Sometimes when the sex isn’t as good or great after the affair, both people assume the marriage is unsavable, there is too much damage, or the spark is gone. And sometimes, this is the first step in giving up on your marriage. This is so unfortunate and embarrassing because usually it’s not that the spark or chemistry is gone, it’s that the couple moved in too soon or rushed things a bit before some outstanding issues were resolved.

How to regain your sexual confidence: Probably one of the most common concerns I hear from spouses who have been cheated on is that they don’t feel desirable or sexy.
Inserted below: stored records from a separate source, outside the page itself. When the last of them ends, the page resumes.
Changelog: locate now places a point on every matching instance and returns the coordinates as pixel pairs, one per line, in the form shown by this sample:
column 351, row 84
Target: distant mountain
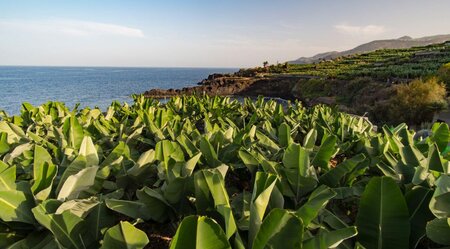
column 402, row 42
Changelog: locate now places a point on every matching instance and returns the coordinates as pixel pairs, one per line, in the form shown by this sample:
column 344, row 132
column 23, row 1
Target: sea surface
column 89, row 86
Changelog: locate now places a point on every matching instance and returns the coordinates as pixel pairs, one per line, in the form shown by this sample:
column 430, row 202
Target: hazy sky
column 209, row 33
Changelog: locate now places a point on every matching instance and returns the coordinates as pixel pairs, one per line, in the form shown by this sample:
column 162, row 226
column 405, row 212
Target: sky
column 203, row 33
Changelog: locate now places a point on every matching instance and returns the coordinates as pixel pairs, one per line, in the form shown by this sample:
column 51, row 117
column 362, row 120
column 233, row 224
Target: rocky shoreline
column 277, row 86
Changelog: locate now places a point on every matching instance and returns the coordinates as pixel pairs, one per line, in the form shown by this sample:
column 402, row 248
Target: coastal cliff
column 234, row 84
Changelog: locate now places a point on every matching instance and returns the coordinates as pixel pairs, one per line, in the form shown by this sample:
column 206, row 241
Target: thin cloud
column 368, row 30
column 70, row 27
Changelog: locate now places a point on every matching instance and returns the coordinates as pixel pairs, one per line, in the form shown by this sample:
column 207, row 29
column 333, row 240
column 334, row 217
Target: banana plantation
column 213, row 172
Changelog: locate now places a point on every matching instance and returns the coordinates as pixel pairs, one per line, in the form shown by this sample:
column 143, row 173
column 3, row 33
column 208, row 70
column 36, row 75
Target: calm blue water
column 90, row 86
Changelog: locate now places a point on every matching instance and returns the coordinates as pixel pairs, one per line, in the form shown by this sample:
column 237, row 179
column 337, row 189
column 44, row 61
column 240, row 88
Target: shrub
column 444, row 74
column 418, row 101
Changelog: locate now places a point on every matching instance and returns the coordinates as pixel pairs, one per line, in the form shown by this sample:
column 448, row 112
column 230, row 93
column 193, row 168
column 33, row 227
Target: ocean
column 89, row 86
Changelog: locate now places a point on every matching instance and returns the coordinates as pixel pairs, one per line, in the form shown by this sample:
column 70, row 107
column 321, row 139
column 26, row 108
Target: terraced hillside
column 381, row 64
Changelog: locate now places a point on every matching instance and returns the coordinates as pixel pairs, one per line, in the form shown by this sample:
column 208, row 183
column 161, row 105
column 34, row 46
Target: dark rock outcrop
column 227, row 84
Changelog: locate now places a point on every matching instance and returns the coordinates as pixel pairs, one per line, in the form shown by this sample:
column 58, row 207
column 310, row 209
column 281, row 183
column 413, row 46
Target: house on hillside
column 426, row 54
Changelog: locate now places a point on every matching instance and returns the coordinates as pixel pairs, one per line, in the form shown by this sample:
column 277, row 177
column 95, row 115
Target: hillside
column 400, row 43
column 382, row 65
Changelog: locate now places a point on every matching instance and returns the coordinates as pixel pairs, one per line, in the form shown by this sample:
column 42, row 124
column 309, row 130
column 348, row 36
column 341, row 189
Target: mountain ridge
column 399, row 43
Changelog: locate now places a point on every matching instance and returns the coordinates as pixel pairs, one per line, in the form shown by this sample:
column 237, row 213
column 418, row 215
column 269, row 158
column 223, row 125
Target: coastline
column 273, row 85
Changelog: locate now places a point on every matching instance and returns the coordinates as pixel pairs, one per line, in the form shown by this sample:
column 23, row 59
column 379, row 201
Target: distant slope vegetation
column 383, row 64
column 400, row 43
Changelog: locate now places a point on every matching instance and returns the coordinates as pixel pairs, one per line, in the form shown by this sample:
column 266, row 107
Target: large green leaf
column 262, row 190
column 209, row 153
column 284, row 135
column 15, row 205
column 298, row 173
column 280, row 229
column 36, row 240
column 73, row 132
column 7, row 177
column 133, row 209
column 124, row 236
column 199, row 233
column 88, row 150
column 326, row 151
column 316, row 202
column 440, row 202
column 383, row 216
column 77, row 183
column 329, row 239
column 156, row 205
column 438, row 230
column 334, row 176
column 441, row 135
column 418, row 199
column 44, row 172
column 66, row 227
column 210, row 187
They fear that the moment they undress or begin to have sexual contact, they will see hesitation, pity, or revulsion in their spouse’s eyes. And unfortunately, this fear often prevents them from reaching their full potential or comfort level as individuals or as part of a couple.

If you’re dealing with this and are afraid to have sex again after the affair, there’s nothing wrong with focusing on rebuilding your confidence. You’ve been hit hard. What you are feeling is absolutely natural. Give yourself permission to do whatever makes you feel better about yourself. You can’t worry about how your spouse feels. You have to focus on how you feel.

But here is something that almost everyone underestimates. From the people who write to me or comment on my blog, it is my opinion that both men and women tend to agree on what is sexy or exciting. And one thing that both men and women find sexy is confidence. Countless people have told me it’s not how you look, or what you do. It really is your enthusiasm and your ability to engage and give and take with confidence and adventure. If you don’t have this as a result of the adventure, then you may still have work to do or may be coming up short.

And if you’ve never had this kind of confidence or enthusiasm, there really is no better time than the present. You deserve to be happy. And sometimes an adventure is an opportunity to make some areas of your life better than they were before.